Reflective Towers of Interpreters

Imagine a language where you can change the meaning of any program — and the meaning of the meaning, and the meaning of the meaning of the meaning — as the program is running. Each level of meaning has its own REPL, its own program counter, and each level can inspect and modify the level below it. This is a reflective tower of interpreters, and it is both one of the deepest ideas in programming language theory and one of the least known outside of a small circle of researchers.¹

The Infinite Stack

Brian Cantwell Smith introduced reflective towers in the early 1980s as a semantic model of reflection. The setup: a user program (level 0) is interpreted by a meta-level evaluator (level 1), which is itself interpreted by a meta-meta-level evaluator (level 2), and so on, potentially to infinity. Each level can reify its program into data at the level above (turning running code into an inspectable object) and reflect data from above back into running code below.¹

Smith's analogy is evocative: "It is as if we were creating a magic kingdom, where from a cake you could automatically get a recipe, and from a recipe you could automatically get a cake." Reification gives you the recipe from the cake; reflection bakes the cake from the recipe. The levels are causally connected — changing the recipe at level 1 changes how the cake behaves at level 0.

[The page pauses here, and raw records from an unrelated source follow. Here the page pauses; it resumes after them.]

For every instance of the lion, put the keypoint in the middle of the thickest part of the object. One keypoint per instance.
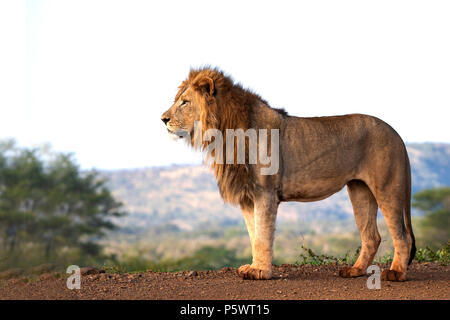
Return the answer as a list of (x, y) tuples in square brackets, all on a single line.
[(318, 156)]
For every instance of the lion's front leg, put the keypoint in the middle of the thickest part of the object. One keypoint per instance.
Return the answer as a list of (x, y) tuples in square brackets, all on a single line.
[(264, 217)]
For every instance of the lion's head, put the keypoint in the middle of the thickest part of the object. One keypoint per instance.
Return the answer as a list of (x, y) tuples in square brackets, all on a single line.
[(196, 100), (212, 98)]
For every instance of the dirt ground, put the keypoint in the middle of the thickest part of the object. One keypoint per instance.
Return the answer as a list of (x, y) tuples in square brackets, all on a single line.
[(425, 281)]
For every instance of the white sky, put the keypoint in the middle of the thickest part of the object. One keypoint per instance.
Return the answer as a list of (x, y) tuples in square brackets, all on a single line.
[(93, 77)]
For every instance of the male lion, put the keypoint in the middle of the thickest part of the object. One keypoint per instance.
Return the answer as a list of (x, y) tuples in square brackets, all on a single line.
[(318, 157)]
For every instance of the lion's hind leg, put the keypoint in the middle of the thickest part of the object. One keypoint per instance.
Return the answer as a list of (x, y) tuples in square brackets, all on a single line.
[(365, 209)]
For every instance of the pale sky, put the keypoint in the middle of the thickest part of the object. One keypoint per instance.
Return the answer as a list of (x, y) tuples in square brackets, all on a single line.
[(93, 77)]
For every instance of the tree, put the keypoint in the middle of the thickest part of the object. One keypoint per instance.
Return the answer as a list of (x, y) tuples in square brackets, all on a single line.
[(435, 225), (48, 202)]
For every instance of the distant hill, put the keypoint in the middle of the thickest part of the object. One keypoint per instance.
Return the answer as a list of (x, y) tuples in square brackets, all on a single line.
[(187, 198)]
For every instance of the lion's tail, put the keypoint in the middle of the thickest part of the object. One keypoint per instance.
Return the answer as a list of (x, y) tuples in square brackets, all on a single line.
[(407, 212)]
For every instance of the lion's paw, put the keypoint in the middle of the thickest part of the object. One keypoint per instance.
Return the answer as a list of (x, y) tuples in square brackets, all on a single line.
[(351, 272), (392, 275), (248, 273)]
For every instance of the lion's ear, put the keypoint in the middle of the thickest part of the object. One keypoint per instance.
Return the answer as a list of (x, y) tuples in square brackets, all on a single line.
[(206, 84)]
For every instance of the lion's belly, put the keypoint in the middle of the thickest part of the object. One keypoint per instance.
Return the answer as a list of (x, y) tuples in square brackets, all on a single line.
[(318, 159), (310, 191)]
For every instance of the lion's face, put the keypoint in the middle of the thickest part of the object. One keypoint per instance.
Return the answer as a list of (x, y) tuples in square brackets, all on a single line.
[(181, 116)]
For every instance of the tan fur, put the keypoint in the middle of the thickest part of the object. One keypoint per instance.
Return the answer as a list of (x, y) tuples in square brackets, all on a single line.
[(318, 157)]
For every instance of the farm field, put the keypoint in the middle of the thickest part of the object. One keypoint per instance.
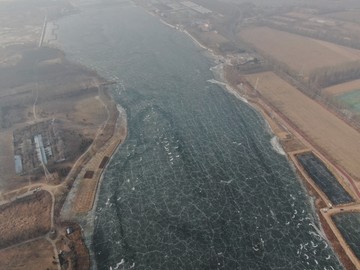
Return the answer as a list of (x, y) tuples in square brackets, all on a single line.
[(27, 218), (299, 53), (34, 255), (341, 143), (351, 99), (342, 88)]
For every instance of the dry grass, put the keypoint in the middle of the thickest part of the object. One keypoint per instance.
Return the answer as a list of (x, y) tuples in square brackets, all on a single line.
[(334, 137), (24, 219), (342, 88), (30, 256), (298, 52)]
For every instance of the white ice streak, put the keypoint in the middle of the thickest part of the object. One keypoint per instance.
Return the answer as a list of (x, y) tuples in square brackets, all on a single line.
[(228, 88)]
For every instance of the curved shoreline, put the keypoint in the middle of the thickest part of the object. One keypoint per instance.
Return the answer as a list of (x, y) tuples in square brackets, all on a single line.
[(328, 227)]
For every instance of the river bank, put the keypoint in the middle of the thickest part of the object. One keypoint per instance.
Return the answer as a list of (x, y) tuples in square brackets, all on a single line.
[(187, 139), (287, 141)]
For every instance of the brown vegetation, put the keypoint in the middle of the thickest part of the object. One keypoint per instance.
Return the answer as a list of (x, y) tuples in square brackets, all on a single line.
[(299, 53), (26, 218), (35, 255), (341, 142)]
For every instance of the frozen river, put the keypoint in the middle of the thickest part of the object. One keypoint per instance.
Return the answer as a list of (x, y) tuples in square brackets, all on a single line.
[(197, 184)]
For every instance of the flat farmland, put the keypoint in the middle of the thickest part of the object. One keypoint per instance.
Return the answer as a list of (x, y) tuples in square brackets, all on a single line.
[(334, 137), (34, 255), (298, 52), (342, 88), (26, 218)]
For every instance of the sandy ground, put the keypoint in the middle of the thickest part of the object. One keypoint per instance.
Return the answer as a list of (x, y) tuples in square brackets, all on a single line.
[(329, 133), (34, 255), (298, 52), (342, 88)]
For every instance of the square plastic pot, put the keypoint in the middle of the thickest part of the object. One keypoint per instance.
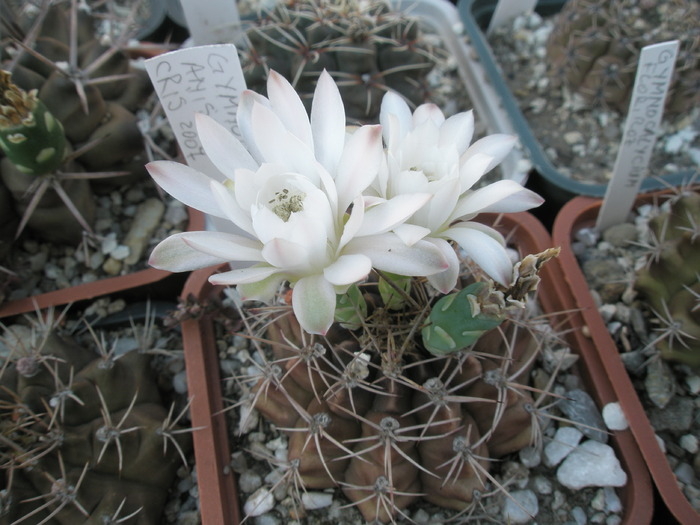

In Black, a concrete reflective tower by Kenichi Asai, this plays out practically. When a user-level program hits an error — say, calling a number as a function — control passes up to the meta level, where you get a REPL to inspect and modify the situation. You can fix a closure's environment, redefine what "application of a number" means, or install a tracing evaluator that instruments all variable accesses. The meta-level evaluator is defined piece-wise, so modifications are surgical: change base-apply to handle numbers, and suddenly (2 3 4) returns 24 instead of an error.¹

Collapsing the Tower

The obvious problem with towers of interpreters is performance: each level of interpretation adds overhead, and the overhead compounds exponentially. If you're running Python in a JavaScript VM on an emulated CPU on an ARM processor, the accumulated interpretive overhead is brutal.

Amin and Rompf's solution is to collapse the tower — transform an arbitrary stack of interpreters into a single-pass compiler that eliminates all interpretive overhead. The key insight comes from high-performance program generators: stage polymorphism. An evaluator is written so that it can act either as an interpreter (executing code directly) or as a compiler (generating code for later execution), depending on a runtime parameter. When you wire up a tower of stage-polymorphic interpreters, only the topmost layer generates code; the intermediate layers pass staging commands through without executing them. The result is a one-pass compiler from the top language to the base language, regardless of how many intermediate interpreters sit in between.²

This is more than an optimization trick. It reveals something fundamental about the relationship between interpretation and compilation. The first Futamura projection — the well-known result that staging an interpreter yields a compiler — is a special case. Collapsing towers generalizes this to arbitrary depths, including towers where each level modifies the semantics of the level below. A CPS-style interpreter becomes a CPS-converter. A tracing interpreter becomes a tracing compiler. Interpreters, when staged, become program transformers.²

Why This Matters

Reflective towers feel esoteric, but they clarify something practical: what does it mean for a language to be fully reflective? Most "reflective" languages offer a grab-bag of specific capabilities — inspecting classes at runtime, eval-ing strings as code, intercepting method dispatch. Reflective towers provide a uniform model: every aspect of the language's semantics is accessible as data at the meta level, modifiable, and reflectable back into running code. Everything else is a special case of this.

The connection to Forth is worth noting. Forth's IMMEDIATE words and CREATE/DOES> achieve a limited form of the same thing — they let you modify the compiler from within the language being compiled. The difference is that Forth's meta-level is ad hoc (you're directly manipulating a code array), while reflective towers provide a principled, compositional framework. Similarly, Lisp's macro system operates at compile time on syntactic structures, but it doesn't give you access to the evaluator's environment or continuation — it's reflection without the tower.

The collapse result also connects to compiler correctness. If we can prove that collapsing a tower preserves semantics, then we have a principled way to derive verified compilers from interpreters. Write an interpreter (which is easy to get right), then collapse it into a compiler (which is hard to get right but is now derived automatically). This is essentially what Amin and Rompf demonstrate for their Pink and Purple languages, and it suggests a research program: instead of writing and verifying compilers directly, write and verify interpreters and derive compilers from them.

The philosophical dimension is that reflective towers make explicit something that's usually hidden: the infinite regress of evaluation. When you run a program, something evaluates it. What evaluates the evaluator? Something else. What evaluates that? In practice, we stop at hardware and wave our hands. Reflective towers face this regress honestly and tame it with a default interpreter that kicks in wherever the tower hasn't been explicitly modified — a lazy, on-demand realization of the infinite stack. It's the programming language equivalent of turtles all the way down, except you can actually inspect each turtle and tell it to do something different.